By Rob Starr, Content Manager, Big4.com
According to PwC’s Emerging Trends in Real Estate Asia Pacific 2013, if you strip out Hong Kong money going into China and vice versa and a big logistics deal in Japan, Australia absorbed more international real estate investment than any other market in the region thanks to its exposure to China, high-quality stock, continued economic growth and high yields.
Mr Dunning said offshore interest was underpinning the local market’s strength as domestically, capital was in short supply and local investors continued to remain cautious.
“The Sydney office market will continue to experience a shortage of new supply until 2015, which is expected to keep upward pressure on prices.

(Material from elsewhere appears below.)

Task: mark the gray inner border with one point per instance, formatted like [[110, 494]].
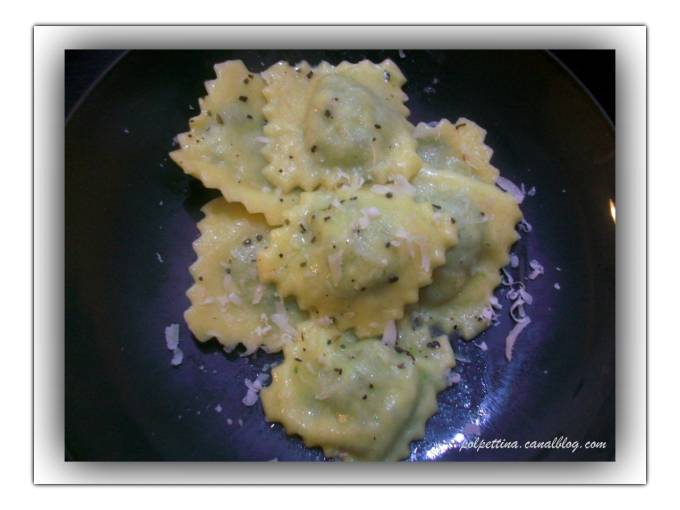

But it is a difficult market for converting lease enquiries, which may ease this pressure where significant lease expiries are impending.
“Melbourne’s position is more challenging with new stock entering the market in the next two years, which will put pressure on rental growth.”
For the Asia Pacific as a whole, steady economic growth, rising incomes, and stable or increasing property values are contributing to an overall sense of optimism. However, this is tempered by growing concerns among investors that prime assets in key real estate markets are becoming overpriced. For instance, capitalisation rates across Asia remain more compressed than in many western markets, and yields for core office stock in cities such as Beijing, Hong Kong and Singapore are returning as little as two percent.